Krause, N., & Hayward, R. D. (2015). Assessing whether practical wisdom and awe of God are associated with life satisfaction. Psychology of Religion and Spirituality, 7(1), 51.
Piff, P. K., Dietze, P., Feinberg, M., Stancato, D. M., & Keltner, D. (2015). Awe, the small self, and prosocial behavior. Journal of Personality and Social Psychology, 108(6), 883.
Pilgrim, L., Norris, J. I., & Hackathorn, J. (2017). Music is awesome: influences of emotion, personality, and preference on experienced awe. Journal of Consumer Behavior, 16, 442-451.
Razavi, P., Zhang, J. W., Hekiert, D., Yoo, S. H., & Howell, R. T. (2016). Cross-cultural similarities and differences in the experience of awe. Emotion, 16(8), 1097-1101.

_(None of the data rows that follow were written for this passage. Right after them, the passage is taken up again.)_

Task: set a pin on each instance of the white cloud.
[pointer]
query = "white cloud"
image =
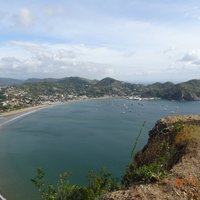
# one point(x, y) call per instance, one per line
point(24, 18)
point(193, 57)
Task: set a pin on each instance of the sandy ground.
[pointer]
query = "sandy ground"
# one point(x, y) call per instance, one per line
point(17, 112)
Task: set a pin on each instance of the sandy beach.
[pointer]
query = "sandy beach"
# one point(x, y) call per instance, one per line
point(8, 117)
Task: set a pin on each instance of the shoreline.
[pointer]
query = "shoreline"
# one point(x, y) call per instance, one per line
point(10, 116)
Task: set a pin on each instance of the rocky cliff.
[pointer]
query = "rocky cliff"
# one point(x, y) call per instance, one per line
point(168, 167)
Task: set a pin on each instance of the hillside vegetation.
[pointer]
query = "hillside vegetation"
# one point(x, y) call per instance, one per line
point(166, 168)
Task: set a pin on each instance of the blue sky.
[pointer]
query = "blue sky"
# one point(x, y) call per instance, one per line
point(131, 40)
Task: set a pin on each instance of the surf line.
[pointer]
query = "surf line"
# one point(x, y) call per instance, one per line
point(17, 117)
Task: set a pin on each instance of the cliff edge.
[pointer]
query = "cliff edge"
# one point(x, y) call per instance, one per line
point(168, 167)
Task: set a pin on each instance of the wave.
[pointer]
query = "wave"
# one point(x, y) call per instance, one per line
point(16, 117)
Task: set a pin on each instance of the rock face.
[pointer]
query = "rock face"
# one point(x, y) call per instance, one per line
point(177, 140)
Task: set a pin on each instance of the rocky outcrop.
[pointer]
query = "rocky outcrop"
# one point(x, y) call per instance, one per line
point(176, 140)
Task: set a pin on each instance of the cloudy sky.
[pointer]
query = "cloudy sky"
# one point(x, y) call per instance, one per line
point(130, 40)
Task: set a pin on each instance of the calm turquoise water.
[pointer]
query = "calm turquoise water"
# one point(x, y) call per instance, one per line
point(76, 137)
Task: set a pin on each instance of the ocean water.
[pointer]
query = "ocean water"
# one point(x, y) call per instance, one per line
point(76, 137)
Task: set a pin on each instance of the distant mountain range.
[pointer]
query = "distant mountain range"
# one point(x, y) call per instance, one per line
point(189, 90)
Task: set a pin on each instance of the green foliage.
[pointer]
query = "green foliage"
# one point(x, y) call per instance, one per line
point(146, 173)
point(178, 126)
point(98, 184)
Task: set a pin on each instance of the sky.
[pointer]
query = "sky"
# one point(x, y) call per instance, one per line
point(130, 40)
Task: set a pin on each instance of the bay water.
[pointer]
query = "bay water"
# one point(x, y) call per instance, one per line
point(77, 137)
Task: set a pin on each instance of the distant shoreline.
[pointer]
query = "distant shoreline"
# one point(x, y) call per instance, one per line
point(15, 114)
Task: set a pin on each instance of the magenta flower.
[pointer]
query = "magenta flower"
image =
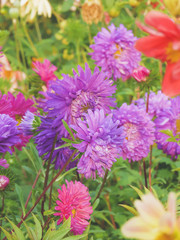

Shiota, M., Keltner, D., & Mossman, A. (2007). The nature of awe: Elicitors, appraisals, and effects on self-concept. Cognition and Emotion, 21(5), 944–963.
Van Cappellen, P., & Saroglou, V. (2012). Awe activates religious and spiritual feelings and behavioral intentions. Psychology of Religion and Spirituality, 4(3), 223.
Yaden, D. B., Haidt, J., Hood, R. W., Jr., Vago, D. R., & Newberg, A. B. (2017). The varieties of self-transcendent experience. Review of General Psychology, 21, 143–160.
Yaden, D. B., Kaufman, S. B., Hyde, E., Chirico, A., Gaggioli, A., Zhang, J. W., & Keltner, D. (2019). The development of the Awe Experience Scale (AWE-S): a multifactorial measure for a complex emotion. The Journal of Positive Psychology, 14(4), 474-488.
Yang, Y., Yang, Z., Bao, T., Liu, Y., & Passmore, H.-A. (2016). Elicited awe decreases aggression. Journal of Pacific Rim Psychology, 10(e11), 1–13.